Our third case study - the pop star Phil Collins - was unable, in his predicament, to utilise either lawyers or off-the-record briefings. Reports that he was no longer with his wife but instead with a woman half his age were true and accurate, and the tabloid papers, Collins's natural constituency, prefer their stories from the horse's mouth rather than its other end. So Collins tried a third tactic: collaboration. He offered an exclusive interview, giving his side of the story and dewy pictures with his new friend, to the News of the World. Collins benefited from an earlier strategy towards media relations. He had built up a chummy relationship with Piers Morgan, now the paper's editor, when Morgan was a showbiz columnist on the Sun.
This ploy - if they're beating you, join them, or at least one of them - is currently popular with beleagured big-shots. The Princess of Wales tried it with the Daily Mail reporter Richard Kay during her telephone troubles. Perhaps Collins, who is a known friend of the princess, was even given the idea by her in one of her audible phone calls. I doubt, though, that the tactic will catch on, because both sides lose.
The newspaper is forced to follow the line thrown out by its catch. The News Of The World, for example, has not taken the side of the husband in marriage troubles - its heroines have been such as Mrs Aspel and Mrs Mellor - and sympathy for Mr Collins is something of a commercial gamble. Simultaneously, those newspapers not favoured with the exclusive become more hostile to the subject.

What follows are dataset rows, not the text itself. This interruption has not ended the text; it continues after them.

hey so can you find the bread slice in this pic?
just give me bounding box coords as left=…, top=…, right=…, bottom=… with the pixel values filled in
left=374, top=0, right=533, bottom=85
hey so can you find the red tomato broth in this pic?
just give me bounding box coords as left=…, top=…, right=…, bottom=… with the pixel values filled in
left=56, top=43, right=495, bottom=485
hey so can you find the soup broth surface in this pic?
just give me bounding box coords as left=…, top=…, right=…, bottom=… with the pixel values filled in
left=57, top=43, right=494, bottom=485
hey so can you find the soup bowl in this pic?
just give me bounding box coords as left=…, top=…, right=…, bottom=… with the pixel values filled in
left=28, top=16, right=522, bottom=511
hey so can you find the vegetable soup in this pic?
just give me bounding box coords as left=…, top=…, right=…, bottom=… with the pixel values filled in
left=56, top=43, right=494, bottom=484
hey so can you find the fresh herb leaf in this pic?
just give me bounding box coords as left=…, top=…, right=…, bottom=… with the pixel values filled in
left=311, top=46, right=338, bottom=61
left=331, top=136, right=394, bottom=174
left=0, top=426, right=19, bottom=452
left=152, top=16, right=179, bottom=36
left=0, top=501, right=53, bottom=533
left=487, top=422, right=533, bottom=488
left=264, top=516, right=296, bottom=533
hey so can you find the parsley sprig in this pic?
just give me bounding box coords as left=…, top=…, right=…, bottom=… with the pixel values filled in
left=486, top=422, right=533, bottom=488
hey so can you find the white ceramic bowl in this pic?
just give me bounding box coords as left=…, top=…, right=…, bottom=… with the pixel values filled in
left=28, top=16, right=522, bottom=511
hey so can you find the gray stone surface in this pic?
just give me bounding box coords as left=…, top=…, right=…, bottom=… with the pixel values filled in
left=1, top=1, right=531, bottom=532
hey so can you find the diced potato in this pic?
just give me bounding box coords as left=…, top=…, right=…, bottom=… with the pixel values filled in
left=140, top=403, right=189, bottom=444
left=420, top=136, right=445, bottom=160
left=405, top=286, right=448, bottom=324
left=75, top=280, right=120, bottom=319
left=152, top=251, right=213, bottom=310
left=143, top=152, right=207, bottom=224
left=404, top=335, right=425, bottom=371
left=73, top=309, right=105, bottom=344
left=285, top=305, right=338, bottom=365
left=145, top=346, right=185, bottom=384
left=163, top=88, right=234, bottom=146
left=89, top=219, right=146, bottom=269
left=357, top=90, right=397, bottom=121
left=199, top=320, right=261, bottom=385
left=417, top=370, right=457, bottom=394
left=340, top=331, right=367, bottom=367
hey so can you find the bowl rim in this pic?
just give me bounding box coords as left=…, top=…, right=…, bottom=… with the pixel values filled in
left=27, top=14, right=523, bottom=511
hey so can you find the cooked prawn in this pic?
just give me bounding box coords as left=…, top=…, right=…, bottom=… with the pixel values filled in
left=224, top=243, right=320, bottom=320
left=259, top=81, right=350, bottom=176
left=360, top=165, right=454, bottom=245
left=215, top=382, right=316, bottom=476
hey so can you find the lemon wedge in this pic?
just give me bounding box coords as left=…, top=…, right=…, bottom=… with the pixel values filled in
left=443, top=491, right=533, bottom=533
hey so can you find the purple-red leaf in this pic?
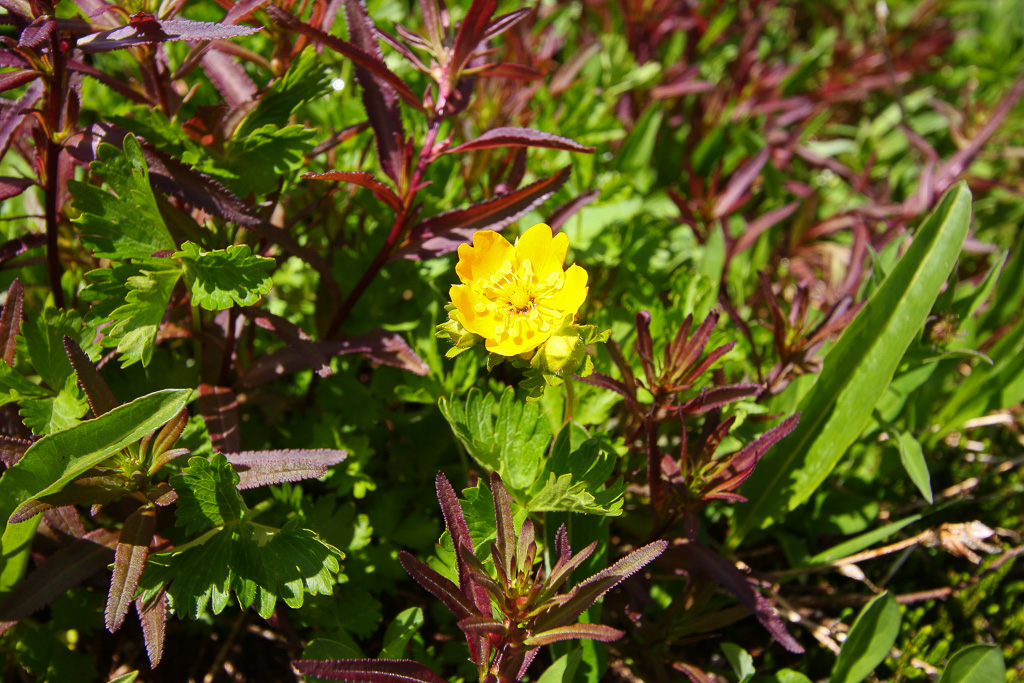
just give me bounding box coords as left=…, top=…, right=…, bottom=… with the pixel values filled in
left=398, top=550, right=476, bottom=620
left=105, top=505, right=155, bottom=632
left=681, top=541, right=804, bottom=653
left=265, top=5, right=420, bottom=109
left=482, top=9, right=531, bottom=41
left=78, top=16, right=260, bottom=52
left=243, top=309, right=333, bottom=379
left=224, top=0, right=269, bottom=24
left=292, top=659, right=446, bottom=683
left=0, top=70, right=39, bottom=94
left=457, top=615, right=507, bottom=636
left=342, top=0, right=407, bottom=185
left=0, top=529, right=116, bottom=621
left=398, top=166, right=571, bottom=260
left=706, top=414, right=800, bottom=495
left=714, top=147, right=771, bottom=219
left=303, top=170, right=403, bottom=213
left=490, top=472, right=516, bottom=581
left=732, top=201, right=800, bottom=255
left=136, top=589, right=167, bottom=667
left=64, top=336, right=118, bottom=417
left=196, top=384, right=240, bottom=454
left=0, top=176, right=33, bottom=201
left=548, top=189, right=600, bottom=232
left=0, top=234, right=46, bottom=269
left=0, top=279, right=24, bottom=367
left=18, top=16, right=54, bottom=47
left=0, top=80, right=43, bottom=161
left=436, top=472, right=491, bottom=617
left=450, top=0, right=497, bottom=79
left=524, top=623, right=624, bottom=647
left=238, top=329, right=428, bottom=387
left=446, top=127, right=593, bottom=155
left=472, top=62, right=545, bottom=80
left=224, top=448, right=347, bottom=489
left=201, top=48, right=257, bottom=108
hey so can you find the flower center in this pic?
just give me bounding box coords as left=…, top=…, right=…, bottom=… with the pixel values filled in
left=472, top=258, right=566, bottom=342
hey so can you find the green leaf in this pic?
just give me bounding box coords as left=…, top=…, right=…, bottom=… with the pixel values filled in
left=537, top=648, right=583, bottom=683
left=171, top=455, right=244, bottom=536
left=15, top=308, right=96, bottom=390
left=830, top=592, right=901, bottom=683
left=721, top=642, right=755, bottom=682
left=0, top=363, right=49, bottom=400
left=729, top=183, right=971, bottom=546
left=104, top=267, right=181, bottom=367
left=438, top=388, right=552, bottom=491
left=807, top=513, right=924, bottom=565
left=139, top=519, right=341, bottom=619
left=897, top=431, right=932, bottom=503
left=70, top=134, right=176, bottom=261
left=174, top=242, right=275, bottom=310
left=936, top=644, right=1006, bottom=683
left=379, top=607, right=424, bottom=658
left=219, top=124, right=316, bottom=197
left=235, top=48, right=331, bottom=139
left=0, top=388, right=191, bottom=593
left=528, top=433, right=624, bottom=515
left=19, top=376, right=89, bottom=436
left=770, top=670, right=813, bottom=683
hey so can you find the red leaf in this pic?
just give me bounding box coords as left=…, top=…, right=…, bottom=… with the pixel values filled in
left=105, top=506, right=155, bottom=632
left=264, top=4, right=419, bottom=109
left=732, top=201, right=799, bottom=255
left=397, top=166, right=571, bottom=260
left=292, top=659, right=446, bottom=683
left=490, top=472, right=516, bottom=581
left=201, top=48, right=257, bottom=108
left=0, top=279, right=24, bottom=367
left=548, top=189, right=599, bottom=232
left=0, top=70, right=40, bottom=94
left=0, top=529, right=116, bottom=622
left=224, top=0, right=269, bottom=24
left=525, top=623, right=624, bottom=647
left=196, top=384, right=240, bottom=453
left=0, top=176, right=33, bottom=201
left=706, top=414, right=800, bottom=496
left=450, top=0, right=497, bottom=79
left=482, top=9, right=531, bottom=42
left=242, top=309, right=333, bottom=378
left=66, top=59, right=150, bottom=104
left=446, top=126, right=593, bottom=155
left=136, top=589, right=167, bottom=667
left=342, top=0, right=407, bottom=185
left=78, top=16, right=260, bottom=52
left=398, top=551, right=476, bottom=620
left=223, top=448, right=347, bottom=489
left=64, top=335, right=118, bottom=417
left=713, top=147, right=770, bottom=219
left=472, top=62, right=545, bottom=80
left=0, top=80, right=43, bottom=161
left=18, top=16, right=54, bottom=47
left=436, top=472, right=491, bottom=617
left=238, top=329, right=428, bottom=387
left=302, top=170, right=403, bottom=213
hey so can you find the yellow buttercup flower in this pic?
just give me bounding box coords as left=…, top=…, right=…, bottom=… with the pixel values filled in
left=450, top=223, right=589, bottom=357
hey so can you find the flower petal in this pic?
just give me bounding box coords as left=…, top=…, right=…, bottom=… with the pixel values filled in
left=451, top=284, right=498, bottom=338
left=544, top=264, right=589, bottom=317
left=485, top=326, right=549, bottom=356
left=515, top=223, right=568, bottom=281
left=455, top=230, right=515, bottom=285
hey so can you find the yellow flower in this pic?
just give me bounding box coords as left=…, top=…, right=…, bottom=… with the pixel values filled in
left=450, top=223, right=589, bottom=357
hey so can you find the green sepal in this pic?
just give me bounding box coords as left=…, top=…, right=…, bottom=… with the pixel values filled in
left=435, top=303, right=482, bottom=358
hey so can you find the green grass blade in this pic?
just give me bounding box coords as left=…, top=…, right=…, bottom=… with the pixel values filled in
left=728, top=183, right=971, bottom=548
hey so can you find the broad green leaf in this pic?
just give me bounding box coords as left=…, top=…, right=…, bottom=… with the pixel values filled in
left=439, top=388, right=552, bottom=490
left=897, top=431, right=932, bottom=503
left=830, top=592, right=901, bottom=683
left=721, top=642, right=755, bottom=682
left=138, top=519, right=341, bottom=619
left=528, top=434, right=624, bottom=515
left=729, top=183, right=971, bottom=546
left=936, top=644, right=1006, bottom=683
left=104, top=267, right=181, bottom=367
left=219, top=124, right=317, bottom=197
left=71, top=134, right=176, bottom=262
left=15, top=308, right=96, bottom=390
left=537, top=648, right=583, bottom=683
left=379, top=606, right=424, bottom=658
left=0, top=363, right=49, bottom=399
left=174, top=242, right=275, bottom=310
left=771, top=670, right=813, bottom=683
left=0, top=388, right=191, bottom=593
left=171, top=455, right=244, bottom=535
left=19, top=377, right=89, bottom=436
left=235, top=48, right=331, bottom=139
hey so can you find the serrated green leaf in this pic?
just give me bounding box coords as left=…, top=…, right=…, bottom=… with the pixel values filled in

The star's stroll round Paris on Sunday with his young love probably received rather more attention than it would have done before that day's supposed damage-limitation trick.
A star in real trouble is one who has tried all three devices. The Queen is now thinking of suing because the Palace's attempts at off-the- record briefings have conspicuously failed. My guess is that, within a few years, Her Majesty will resort to a formal interview with some broadly neutral interlocutor, such as the Press Association. But these are the three directions for a celebrity at the crossroads. We pay our money and they take their choice.